We also visited one of the city’s very old mosques which allows picture taking, and we were there during the time of the afternoon prayers. All over Egypt at prayer time you will hear the muezzein calling the faithful to prayers. The men then go to the mosque, if they can, to pray. Women do not go to prayers. We often saw men unroll their mats where they were working to pray. Women are not allowed to be in front of the men while they are praying, so we had to walk around them to leave the mosque. Tips for the guys who kept the shoes while we were in the mosque.

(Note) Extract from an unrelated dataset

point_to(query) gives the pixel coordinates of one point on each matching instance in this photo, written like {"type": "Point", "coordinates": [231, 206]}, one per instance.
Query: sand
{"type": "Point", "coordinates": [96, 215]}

Although we did not tour the citadel of Saladin and the alabaster mosque, we drove by on our way back to the hotel. Our guide was disdainful of Muhammed Ali who built the mosque, an Albanian who gained power in 1806, whom she believes too casually gave away pieces of Egypt’s heritage because he was not Egyptian. He gave the obelisk at the Place de la Concorde in Paris, and the French gave a clock in return which the Egyptians stress has never worked. We stopped at a perfume shop and were persuaded to buy too many essential oils and too high a price. You should buy these items in Aswan and not Cairo. On to the famous Cairo bazaar which I especially wanted to see. The bazaar is a cacophony of sounds, noises, and smells and wonderfully chaotic.
Even better, we walked right through the bazaar into the streets of an older part of Cairo. The buildings were wonderfully old and full of ancient character and Egyptian architecture of centuries past. Our guide wanted to show us some neglected architectural treasures in the neighborhood, and point out some unique features such as the public bath at an apex of streets, and little window seats jutting out the side of the building over the street where women could sit and watch the activity or chat without showing themselves to any men passing by.